Toutefois, toute décision de justice, en ce qu’elle leur est opposable, est de nature à avoir des conséquences à l’égard des tiers, en les obligeant à respecter cette décision, notamment lorsqu’il s’agit d’actes administratifs annulés. L’annulation d’une décision qui comporte par exemple des conséquences sur les mentions apportées à un acte civil, comme l’annulation d’un mariage, s’impose aux tiers lorsqu’ils utilisent ces mêmes mentions.
Quant au juge confronté à l’autorité de la force jugée, dans une conception civiliste, celle-ci peut être soulevée comme moyen par une partie au litige et est alors frappée d’une fin de non-recevoir , là où au pénal, en vertu de l’adage « non bis in idem », le juge est tenu de soulever d’office cette irrecevabilité.

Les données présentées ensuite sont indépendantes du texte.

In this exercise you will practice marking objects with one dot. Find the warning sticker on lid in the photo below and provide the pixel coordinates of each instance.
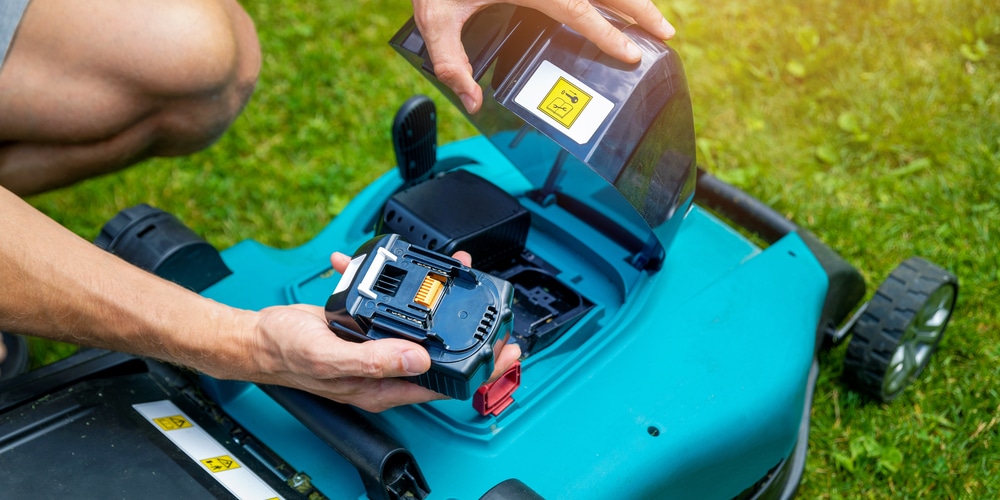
(564, 102)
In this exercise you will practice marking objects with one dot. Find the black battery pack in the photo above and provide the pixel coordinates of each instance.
(393, 289)
(460, 211)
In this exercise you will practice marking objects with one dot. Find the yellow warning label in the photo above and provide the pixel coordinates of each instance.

À l’exception que le juge civil doit également, relever d’office les fins de non-recevoir pour motif d’autorité de la force jugée, dès lors qu’elles revêtent un caractère d’ordre public « notamment lorsqu'elles résultent de l'inobservation des délais dans lesquels doivent être exercées les voies de recours ou de l'absence d'ouverture d'une voie de recours ».
Comme la justice n’est pas sans failles, les règles procédurales qui régissent le système juridique français, rendent possible le réexamen de toute demande, tant que l’ensemble des voies d’action n’ont pas été épuisées et qu’une décision n’a pas acquis force jugée.
Pour autant, par souci de sécurité juridique, il est logique qu’une même affaire ne puisse faire l’objet de recours incessants dès lors qu’elle concerne les mêmes personnes et des demandes identiques, dont les effets recherchés sont également analogues. C’est donc à cet objectif que répond le principe d’autorité de la chose jugée.